Our focus in this work is on the practical applicability of matrix variate Fisher-Bingham model for statistical inferences via Maximum Likelihood Estimation (MLE) technique using simple Bayesian classifier. The practicability of such parametric models on high dimensional data (e.g., via manifold valued data) remained a big hurdle since long i.e., mainly due to the difficult normalising constant naturally appear with them.

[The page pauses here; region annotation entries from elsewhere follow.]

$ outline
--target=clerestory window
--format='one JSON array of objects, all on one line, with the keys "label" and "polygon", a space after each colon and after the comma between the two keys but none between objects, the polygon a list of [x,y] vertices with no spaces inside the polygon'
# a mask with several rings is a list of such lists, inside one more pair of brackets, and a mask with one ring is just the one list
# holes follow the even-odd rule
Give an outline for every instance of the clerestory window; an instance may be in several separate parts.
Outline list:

We applied the method of Saddle Point Approximation (SPA) for calculating the corresponding normalising constant and then tested the validity and performance of the proposed algorithm on two datasets against the state of the art existing techniques and observed that the proposed technique is more suitable for recognition on Grassmann manifolds via a simple Bayesian classifier.
基于归一化常数的Fisher-Bingham模型学习
我们在这项工作的重点是矩阵变量Fisher-Bingham模型在使用简单贝叶斯分类器通过极大似然估计(MLE)技术进行统计推断的实际适用性。这种参数模型在高维数据(例如,通过流形值数据)上的实用性长期以来一直是一个很大的障碍,主要是由于难以归一化常数自然出现。我们应用鞍点近似(SPA)方法计算相应的归一化常数,然后在两个数据集上测试了所提出算法的有效性和性能,对比现有技术的状态,并观察到所提出的技术更适合通过简单的贝叶斯分类器识别格拉斯曼流形。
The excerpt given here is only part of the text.